The last 5 days have gone by in a drunken, tired blur. I'm not sure if it's the cummulative effect of 5 weeks of being away from home or it's just Seoul, I have been really, really tired ever since arriving here four days ago. Mostly I think it's the one-two punch of not sleeping at all the last night in Taipei and the bottle of Jack Daniels on an empty stomach the moment I arrived in Seoul. I never really recovered fully after that.
Anyway, some final thoughts on my month in Taipei.
- People talk about globalization and how the world is getting smaller all the time, this is how it has impacted me: Thanks to broadband Internet and the power of BitTorrent (best client: here), I was able to continue watching all the shows I watch back home. And thanks to webcams and Skype, I was able to see and interact with my family almost on a daily basis. And thanks to mlb.tv, I was able to watch every single Yankee playoff game (including the last four excruciating defeats). It's little things like that that can help lessen homesickness (although I could have lived without watching the heinous Yankees-Red Sox series).
- The month went by much quicker than I had expected. Where did all the time go? I didn't end up doing anything I had thought I might have time to do, like traveling around Taiwan for a few days, for example. Or, I had wanted to eat 20 sticks of 豬血糕/Zhu Xie Gao and 20 bowls of 牛肉麵/beef noodle soup and I only managed 15 sticks of 豬血糕 and 14 bowls of 牛肉麵 (see the comments section of my 牛伯伯 vs. 牛爸爸 post for a list of all the places I tried).

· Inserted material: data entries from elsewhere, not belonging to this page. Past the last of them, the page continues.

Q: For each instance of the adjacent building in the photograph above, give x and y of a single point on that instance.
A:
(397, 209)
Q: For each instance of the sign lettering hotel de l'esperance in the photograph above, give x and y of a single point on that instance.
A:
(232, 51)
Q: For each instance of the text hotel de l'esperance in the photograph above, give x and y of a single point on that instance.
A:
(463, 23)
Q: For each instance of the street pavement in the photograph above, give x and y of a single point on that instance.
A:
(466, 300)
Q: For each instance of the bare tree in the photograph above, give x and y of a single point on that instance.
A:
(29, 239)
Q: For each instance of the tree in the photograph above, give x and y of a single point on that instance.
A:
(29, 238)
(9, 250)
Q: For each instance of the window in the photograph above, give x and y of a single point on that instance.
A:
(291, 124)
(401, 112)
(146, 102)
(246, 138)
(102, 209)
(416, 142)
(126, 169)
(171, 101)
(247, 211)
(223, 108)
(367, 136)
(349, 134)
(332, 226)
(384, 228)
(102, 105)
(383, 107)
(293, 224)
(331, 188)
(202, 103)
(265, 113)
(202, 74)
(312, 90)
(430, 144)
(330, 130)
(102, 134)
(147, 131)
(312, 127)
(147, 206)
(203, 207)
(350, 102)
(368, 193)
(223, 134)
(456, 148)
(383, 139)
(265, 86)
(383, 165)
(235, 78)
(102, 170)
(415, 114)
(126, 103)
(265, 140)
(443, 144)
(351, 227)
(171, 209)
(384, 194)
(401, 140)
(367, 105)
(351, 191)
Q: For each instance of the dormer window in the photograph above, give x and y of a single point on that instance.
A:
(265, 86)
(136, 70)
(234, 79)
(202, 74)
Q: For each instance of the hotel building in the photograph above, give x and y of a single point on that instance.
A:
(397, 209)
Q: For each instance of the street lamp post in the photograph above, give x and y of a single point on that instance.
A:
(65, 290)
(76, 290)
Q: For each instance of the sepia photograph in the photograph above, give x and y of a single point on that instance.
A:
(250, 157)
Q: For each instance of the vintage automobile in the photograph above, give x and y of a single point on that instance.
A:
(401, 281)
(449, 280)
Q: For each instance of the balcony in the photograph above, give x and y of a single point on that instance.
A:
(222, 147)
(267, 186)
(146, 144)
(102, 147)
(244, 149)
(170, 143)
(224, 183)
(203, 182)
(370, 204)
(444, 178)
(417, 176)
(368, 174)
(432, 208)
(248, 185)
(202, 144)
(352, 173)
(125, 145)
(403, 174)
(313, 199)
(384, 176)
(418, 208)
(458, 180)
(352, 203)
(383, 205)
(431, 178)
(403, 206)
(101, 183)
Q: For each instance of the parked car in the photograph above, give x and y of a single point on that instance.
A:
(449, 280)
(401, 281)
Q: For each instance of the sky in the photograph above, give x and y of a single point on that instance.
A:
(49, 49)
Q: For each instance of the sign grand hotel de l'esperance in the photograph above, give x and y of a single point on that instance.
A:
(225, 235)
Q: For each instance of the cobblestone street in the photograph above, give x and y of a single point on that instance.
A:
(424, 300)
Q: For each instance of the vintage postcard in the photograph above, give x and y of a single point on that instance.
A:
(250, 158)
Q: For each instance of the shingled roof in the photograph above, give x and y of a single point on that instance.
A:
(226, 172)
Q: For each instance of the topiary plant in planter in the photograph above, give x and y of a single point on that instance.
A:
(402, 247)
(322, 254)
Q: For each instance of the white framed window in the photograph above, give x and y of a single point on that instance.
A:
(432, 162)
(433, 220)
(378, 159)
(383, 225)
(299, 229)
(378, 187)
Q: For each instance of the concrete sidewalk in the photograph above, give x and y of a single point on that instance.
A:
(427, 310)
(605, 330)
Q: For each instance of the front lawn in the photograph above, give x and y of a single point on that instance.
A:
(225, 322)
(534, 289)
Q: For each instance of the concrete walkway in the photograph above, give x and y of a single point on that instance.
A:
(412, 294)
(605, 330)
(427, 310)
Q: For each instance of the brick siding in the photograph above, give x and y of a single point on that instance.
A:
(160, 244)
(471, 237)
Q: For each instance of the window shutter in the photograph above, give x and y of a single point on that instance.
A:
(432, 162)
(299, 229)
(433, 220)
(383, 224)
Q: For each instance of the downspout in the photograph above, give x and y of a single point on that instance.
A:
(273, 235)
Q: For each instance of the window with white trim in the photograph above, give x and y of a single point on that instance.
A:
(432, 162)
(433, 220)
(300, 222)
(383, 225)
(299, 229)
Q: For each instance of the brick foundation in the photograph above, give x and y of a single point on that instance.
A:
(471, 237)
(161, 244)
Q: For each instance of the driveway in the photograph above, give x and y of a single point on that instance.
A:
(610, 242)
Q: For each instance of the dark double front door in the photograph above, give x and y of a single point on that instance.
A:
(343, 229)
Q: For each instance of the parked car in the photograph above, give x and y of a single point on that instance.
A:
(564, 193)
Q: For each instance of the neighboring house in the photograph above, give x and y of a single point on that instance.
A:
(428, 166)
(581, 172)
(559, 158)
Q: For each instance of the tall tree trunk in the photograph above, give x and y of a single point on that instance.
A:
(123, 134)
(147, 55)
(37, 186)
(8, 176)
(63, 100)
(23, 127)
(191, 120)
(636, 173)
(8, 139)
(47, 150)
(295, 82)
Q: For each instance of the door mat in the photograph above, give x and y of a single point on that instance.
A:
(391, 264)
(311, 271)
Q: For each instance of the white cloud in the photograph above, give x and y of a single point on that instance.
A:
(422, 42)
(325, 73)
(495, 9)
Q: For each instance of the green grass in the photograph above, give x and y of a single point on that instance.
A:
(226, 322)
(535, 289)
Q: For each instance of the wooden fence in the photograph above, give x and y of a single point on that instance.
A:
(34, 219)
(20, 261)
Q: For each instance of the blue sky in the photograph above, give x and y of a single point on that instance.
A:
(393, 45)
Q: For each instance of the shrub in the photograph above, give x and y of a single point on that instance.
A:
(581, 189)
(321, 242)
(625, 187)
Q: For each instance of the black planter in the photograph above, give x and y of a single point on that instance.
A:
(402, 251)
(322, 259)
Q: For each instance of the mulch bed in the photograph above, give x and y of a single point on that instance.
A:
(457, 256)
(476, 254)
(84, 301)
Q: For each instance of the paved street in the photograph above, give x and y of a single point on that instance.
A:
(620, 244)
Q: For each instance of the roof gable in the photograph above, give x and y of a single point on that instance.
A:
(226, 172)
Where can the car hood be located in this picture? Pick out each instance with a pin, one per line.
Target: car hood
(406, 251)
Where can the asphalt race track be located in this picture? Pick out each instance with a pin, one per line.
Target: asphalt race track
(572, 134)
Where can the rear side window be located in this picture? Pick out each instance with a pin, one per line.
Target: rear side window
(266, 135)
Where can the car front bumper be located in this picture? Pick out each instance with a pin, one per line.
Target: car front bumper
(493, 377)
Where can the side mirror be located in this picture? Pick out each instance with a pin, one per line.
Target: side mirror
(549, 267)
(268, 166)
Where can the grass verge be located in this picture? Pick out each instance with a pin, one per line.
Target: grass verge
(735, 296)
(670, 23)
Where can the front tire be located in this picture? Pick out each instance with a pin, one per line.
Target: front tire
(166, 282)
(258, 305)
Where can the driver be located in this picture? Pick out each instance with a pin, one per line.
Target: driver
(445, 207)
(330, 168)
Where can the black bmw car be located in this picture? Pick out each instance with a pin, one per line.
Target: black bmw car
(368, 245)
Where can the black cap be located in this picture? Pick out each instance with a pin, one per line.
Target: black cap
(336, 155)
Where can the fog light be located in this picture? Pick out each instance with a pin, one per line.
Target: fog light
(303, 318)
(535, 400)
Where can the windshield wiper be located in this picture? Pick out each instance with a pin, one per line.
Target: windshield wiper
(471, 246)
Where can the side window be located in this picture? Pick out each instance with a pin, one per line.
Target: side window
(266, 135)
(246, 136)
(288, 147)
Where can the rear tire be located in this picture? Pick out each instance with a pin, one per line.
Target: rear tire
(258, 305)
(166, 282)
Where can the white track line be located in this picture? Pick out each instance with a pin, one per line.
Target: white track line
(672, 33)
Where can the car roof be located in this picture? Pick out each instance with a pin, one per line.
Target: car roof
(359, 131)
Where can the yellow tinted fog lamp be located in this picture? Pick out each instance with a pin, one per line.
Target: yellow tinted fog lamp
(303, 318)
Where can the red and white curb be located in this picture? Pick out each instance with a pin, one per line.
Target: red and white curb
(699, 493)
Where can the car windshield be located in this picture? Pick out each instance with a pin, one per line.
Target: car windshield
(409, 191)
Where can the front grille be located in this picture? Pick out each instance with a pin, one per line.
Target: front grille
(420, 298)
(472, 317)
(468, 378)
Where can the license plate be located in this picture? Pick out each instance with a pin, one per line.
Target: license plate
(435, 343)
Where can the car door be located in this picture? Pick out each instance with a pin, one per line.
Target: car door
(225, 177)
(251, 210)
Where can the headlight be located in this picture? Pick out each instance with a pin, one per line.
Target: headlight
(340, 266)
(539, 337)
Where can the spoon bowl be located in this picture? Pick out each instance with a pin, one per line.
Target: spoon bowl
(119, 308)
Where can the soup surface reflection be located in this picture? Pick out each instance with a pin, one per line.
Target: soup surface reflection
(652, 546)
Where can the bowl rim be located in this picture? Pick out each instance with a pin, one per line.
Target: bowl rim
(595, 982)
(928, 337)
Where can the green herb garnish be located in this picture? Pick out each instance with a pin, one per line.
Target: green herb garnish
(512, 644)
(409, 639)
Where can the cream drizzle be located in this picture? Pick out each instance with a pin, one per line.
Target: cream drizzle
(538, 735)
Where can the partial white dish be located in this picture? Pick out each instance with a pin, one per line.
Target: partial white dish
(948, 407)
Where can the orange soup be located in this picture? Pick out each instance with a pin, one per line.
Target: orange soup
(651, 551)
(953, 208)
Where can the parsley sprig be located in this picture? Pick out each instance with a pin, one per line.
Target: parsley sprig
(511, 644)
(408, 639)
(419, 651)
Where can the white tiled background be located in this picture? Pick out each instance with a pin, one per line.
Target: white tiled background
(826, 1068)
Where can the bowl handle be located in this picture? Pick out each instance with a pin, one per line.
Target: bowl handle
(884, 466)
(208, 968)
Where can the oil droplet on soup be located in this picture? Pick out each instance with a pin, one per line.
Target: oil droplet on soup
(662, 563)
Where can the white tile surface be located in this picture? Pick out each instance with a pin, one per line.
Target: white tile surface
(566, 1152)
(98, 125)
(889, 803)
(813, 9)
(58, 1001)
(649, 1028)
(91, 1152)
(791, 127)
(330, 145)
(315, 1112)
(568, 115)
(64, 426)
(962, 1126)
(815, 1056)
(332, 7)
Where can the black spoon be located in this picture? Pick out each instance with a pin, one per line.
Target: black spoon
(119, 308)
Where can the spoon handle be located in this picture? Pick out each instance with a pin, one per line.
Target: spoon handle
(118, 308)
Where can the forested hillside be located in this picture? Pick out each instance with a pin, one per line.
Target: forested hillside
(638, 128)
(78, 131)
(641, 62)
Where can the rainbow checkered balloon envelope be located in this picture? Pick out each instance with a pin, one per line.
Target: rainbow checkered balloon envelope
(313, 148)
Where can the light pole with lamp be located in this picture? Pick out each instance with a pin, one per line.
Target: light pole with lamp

- But somehow, without trying, I consumed a whopping 16 plates of 涼麵/cold noodles. Damn you, Leslie, it's all your fault.
- If that sounds like a LOT of carbs to you, it is. I don't care who you are, if the next time you see me you tell me I gained weight, I will not hesistate to punch you in the face. I know I'm fat, I don't need you to tell me.
Actually, no "rest in peace" for these damn Yankees. I hope the over-paid chokers burn in hell for having the greatest collapse in sports history. Against the Red Sox, no less. I don't want to hear anymore about how the Yankees "know how to win" from now on... Thanks for making my last day in Taipei a miserable one.